Lo llevo días consigo en la mochila. En los mismos sitios a distintas horas. Es Descubrimiento de la herida de Luisa Antolín Villota. Un libro estructurado en cuatro partes: Preludio en la isla, Tránsito, Brumas de Flandes y Los cuarenta ladrones, que es un recorrido por las geografías de su autora, las de fuera (Menorca, el viaje, el nuevo destino) y las de adentro (esos pájaros que no dejan de piar y se han declarado en huelga de hambre). Es también un agradecimiento a las enseñanzas de Gamoneda, “la vida es larga, ciega a veces, pero hermosa”.
La de Luisa Antolín es una poesía reflexiva y valiente que no se deja intimidar por los temas de siempre: la pérdida (“Al decir adiós duele la memoria”), el tránsito (“¿Qué le ha pasado a mis ojos?), la poética (“¿De quién son estas manos tan familiares?”), el estar (“tronco aún movido por el viento”), la necesidad (“Sólo la poesía ventila mis ojos de pájaros negros”) o la insuficiencia (“Hasta el ancla de los libros se convierte en ceniza”).
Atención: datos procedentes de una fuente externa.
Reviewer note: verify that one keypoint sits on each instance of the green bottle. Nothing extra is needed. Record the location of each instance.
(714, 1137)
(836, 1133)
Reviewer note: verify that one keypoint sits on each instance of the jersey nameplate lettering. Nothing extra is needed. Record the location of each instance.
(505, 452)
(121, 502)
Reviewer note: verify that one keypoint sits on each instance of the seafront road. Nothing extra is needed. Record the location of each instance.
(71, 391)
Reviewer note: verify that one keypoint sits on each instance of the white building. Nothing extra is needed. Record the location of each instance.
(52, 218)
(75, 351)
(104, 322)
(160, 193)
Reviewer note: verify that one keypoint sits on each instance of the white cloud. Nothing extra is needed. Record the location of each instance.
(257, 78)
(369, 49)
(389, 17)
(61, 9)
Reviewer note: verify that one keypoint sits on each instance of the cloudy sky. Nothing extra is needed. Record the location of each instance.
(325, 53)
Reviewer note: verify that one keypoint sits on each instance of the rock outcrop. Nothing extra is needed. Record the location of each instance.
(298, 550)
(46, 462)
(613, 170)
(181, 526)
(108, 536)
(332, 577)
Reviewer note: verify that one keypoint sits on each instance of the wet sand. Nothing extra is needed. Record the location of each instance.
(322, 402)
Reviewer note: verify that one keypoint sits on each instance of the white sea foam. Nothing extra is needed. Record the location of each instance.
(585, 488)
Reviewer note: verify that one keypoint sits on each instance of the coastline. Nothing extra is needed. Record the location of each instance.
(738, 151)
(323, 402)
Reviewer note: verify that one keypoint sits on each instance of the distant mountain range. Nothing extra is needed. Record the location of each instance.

Una poesía comprometida (con ella y) con su tiempo (“Lo peor no es que lleve una venda en los ojos / y que le hablen a gritos, robándole la luz. / Lo peor es saber que esos ojos existen / y ponerte la venda, para no verlos tú”), que duele (“Ha pasado el invierno, / vuelve a flotar el polvo de las habitaciones, / allí está también el dolor de la luz”) y que consuela (“Aquí, ahora, / la arena caliente cayendo entre mis dedos / esto es vivir, esto es vivir”).
Un diálogo continuo que a veces estremece. Que duda, que se reencuentra apoyada en la imagen del espejo o se despide “por una pequeña rendija” (“Siempre hay algo que se escurre por las ranuras”) como un verso suelto que (“se pierde para siempre”). Para reaparecer siempre (“para ser otra”), de nuevo, sola y reinventada: “Soy de dentro a fuera y el rostro / una amiga, / que me encubre y que me quiere”.
Luisa Antolín, Descubrimiento de la herida, Ediciones Vitruvio, 2009.